A map-reduce architecture is a distributed divide-and-conquer approach to data processing. The map is the transformation, and the reduce is the combination of the transformed data. The classic merge sort is an example: divide, sub-process parts, and merge together. In the real world, the transformation might be to divide based on the presence of a feature, e.g. a search term, in the input, and build separate indexes in the map stage. Reduce may do no more than detect termination.
In order to guarantee termination, algorithms of this class are always described as a tree of computation such that an inductive proof of termination is possible. For example, sort(N) = sort(N/2) + sort(N/2) + merge(N), and sort(1) and merge(N) are defined.
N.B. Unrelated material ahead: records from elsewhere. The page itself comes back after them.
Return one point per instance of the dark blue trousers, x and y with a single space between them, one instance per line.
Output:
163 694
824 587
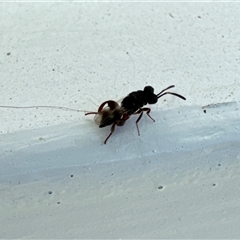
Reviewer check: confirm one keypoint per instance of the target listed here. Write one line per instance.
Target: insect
(111, 113)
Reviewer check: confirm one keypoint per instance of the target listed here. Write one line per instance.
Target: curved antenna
(56, 107)
(162, 93)
(175, 94)
(166, 89)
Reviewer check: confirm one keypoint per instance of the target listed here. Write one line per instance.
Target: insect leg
(112, 130)
(140, 111)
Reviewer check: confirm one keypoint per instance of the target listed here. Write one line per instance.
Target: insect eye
(153, 99)
(148, 89)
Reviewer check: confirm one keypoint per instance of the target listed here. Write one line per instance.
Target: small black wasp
(115, 114)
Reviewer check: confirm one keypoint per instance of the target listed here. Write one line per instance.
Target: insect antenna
(162, 93)
(56, 107)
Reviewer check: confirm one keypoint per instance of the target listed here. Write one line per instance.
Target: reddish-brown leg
(140, 111)
(120, 122)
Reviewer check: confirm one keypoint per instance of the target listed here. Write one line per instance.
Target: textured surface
(179, 179)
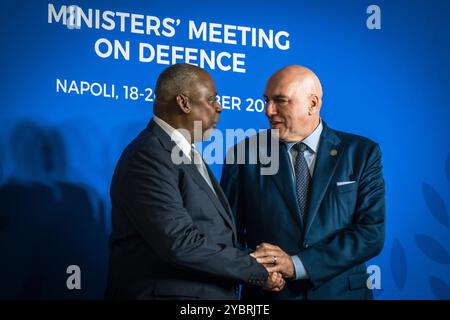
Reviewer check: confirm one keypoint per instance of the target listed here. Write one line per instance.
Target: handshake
(277, 262)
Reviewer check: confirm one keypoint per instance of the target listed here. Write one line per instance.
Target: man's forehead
(280, 88)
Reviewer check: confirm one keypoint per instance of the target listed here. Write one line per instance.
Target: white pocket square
(343, 183)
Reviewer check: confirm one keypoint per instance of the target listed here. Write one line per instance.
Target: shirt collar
(311, 141)
(175, 135)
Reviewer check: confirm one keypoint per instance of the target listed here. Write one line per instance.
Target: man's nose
(218, 107)
(270, 108)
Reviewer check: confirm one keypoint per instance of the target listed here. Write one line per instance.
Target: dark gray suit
(172, 237)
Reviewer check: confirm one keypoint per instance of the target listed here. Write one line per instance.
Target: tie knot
(195, 155)
(300, 147)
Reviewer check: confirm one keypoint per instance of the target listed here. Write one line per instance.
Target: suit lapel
(223, 200)
(328, 155)
(285, 184)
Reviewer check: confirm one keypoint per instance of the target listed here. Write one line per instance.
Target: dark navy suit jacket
(172, 237)
(345, 224)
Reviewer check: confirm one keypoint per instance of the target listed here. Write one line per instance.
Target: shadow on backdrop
(48, 223)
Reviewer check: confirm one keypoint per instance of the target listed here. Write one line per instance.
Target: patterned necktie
(302, 178)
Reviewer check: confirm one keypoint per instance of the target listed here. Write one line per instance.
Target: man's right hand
(275, 282)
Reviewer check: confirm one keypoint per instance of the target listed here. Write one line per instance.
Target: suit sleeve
(363, 239)
(154, 205)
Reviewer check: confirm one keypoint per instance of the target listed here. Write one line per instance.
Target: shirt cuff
(300, 271)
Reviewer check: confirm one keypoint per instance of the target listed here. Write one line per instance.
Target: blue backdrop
(58, 151)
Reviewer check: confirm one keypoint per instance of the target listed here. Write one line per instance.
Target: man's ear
(183, 103)
(314, 105)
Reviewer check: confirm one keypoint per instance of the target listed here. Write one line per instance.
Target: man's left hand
(274, 259)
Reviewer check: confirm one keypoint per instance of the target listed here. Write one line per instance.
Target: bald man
(322, 215)
(173, 233)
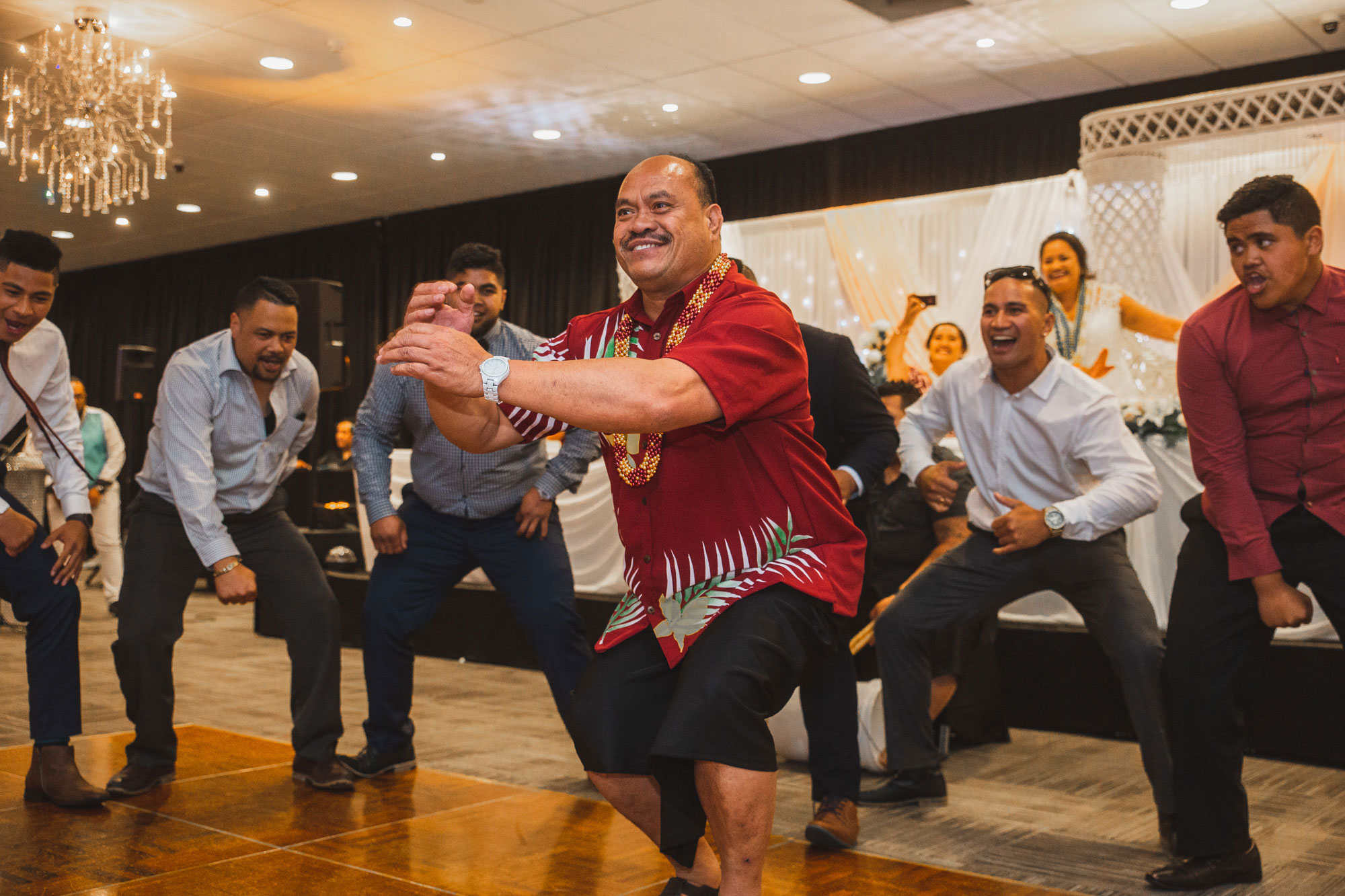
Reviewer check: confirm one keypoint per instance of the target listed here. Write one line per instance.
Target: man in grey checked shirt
(461, 512)
(235, 411)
This structure makes scheduling computation and detecting termination quite easy.
So what happens when computation does not form a tree or DAG? What happens if the structure of the computation contains loops for which an inductive proof is not possible? What happens if insufficient information about the structural decomposition of the algorithm is available to the compiler? A map (e.g. in a cycle) must terminate when it is no longer reachable, but this reachability can no longer be proved by passing an end-of-stream signal, or returning from a function. Without a more advanced static analysis of the program structure to know when a map sub-process must be terminated, we cannot schedule a reduce.
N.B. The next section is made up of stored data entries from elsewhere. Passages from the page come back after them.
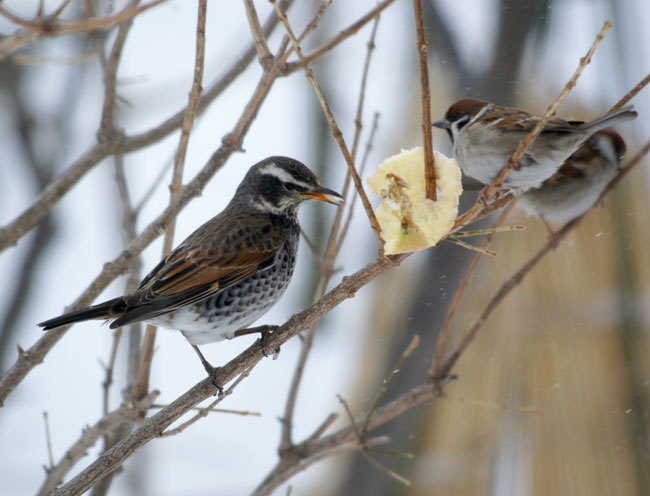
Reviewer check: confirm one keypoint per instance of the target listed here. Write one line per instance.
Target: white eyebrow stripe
(282, 175)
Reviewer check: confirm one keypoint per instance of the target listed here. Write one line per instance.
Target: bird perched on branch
(577, 185)
(485, 135)
(231, 270)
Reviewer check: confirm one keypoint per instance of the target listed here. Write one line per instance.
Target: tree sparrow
(577, 185)
(484, 136)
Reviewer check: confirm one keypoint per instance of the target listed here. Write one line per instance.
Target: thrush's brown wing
(220, 253)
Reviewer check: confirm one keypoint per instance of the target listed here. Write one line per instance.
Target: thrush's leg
(209, 369)
(265, 331)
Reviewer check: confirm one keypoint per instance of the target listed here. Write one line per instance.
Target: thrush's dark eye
(294, 187)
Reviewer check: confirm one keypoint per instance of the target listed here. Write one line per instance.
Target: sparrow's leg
(551, 234)
(209, 369)
(265, 331)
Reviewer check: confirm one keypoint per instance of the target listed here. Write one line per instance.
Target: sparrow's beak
(324, 194)
(442, 124)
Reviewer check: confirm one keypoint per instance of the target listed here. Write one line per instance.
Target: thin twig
(326, 265)
(487, 193)
(48, 442)
(263, 54)
(470, 247)
(209, 409)
(336, 132)
(146, 356)
(28, 359)
(152, 426)
(415, 342)
(515, 279)
(204, 411)
(128, 412)
(421, 44)
(108, 378)
(336, 40)
(364, 161)
(434, 371)
(312, 451)
(631, 94)
(33, 30)
(26, 221)
(364, 449)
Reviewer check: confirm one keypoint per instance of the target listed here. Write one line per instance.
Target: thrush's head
(278, 185)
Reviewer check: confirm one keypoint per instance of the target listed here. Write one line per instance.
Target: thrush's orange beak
(324, 194)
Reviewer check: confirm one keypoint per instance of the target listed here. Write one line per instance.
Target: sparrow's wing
(201, 267)
(514, 121)
(569, 170)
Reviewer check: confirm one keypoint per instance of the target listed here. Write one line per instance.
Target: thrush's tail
(106, 310)
(615, 117)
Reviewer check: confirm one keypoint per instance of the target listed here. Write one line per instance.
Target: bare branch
(336, 132)
(50, 27)
(128, 412)
(429, 162)
(263, 54)
(326, 265)
(146, 356)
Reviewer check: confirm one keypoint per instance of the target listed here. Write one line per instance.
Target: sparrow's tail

There is an algorithm which can still detect termination if it occurs, furthermore schedule the reduce operations at the earliest provably correct point without waiting for a global condition, and so forth. Intuitively, we felt that the answer existed, and we used a fairly heavyweight logic solver to analyse specifications of the problem until we found a correct formulation.
While we could generate an optimal scheduling of any program using the logic solver, I then spent a little while converting the logical specification into an imperative algorithm, which we now use to schedule programs.
I suspect my next exercise will be in applied calculus, something I have considered little since my first year. I suspect further that this post does not make sense, so I will restrict the readership so as to reduce my own embarassment.
So, did you see the game last night?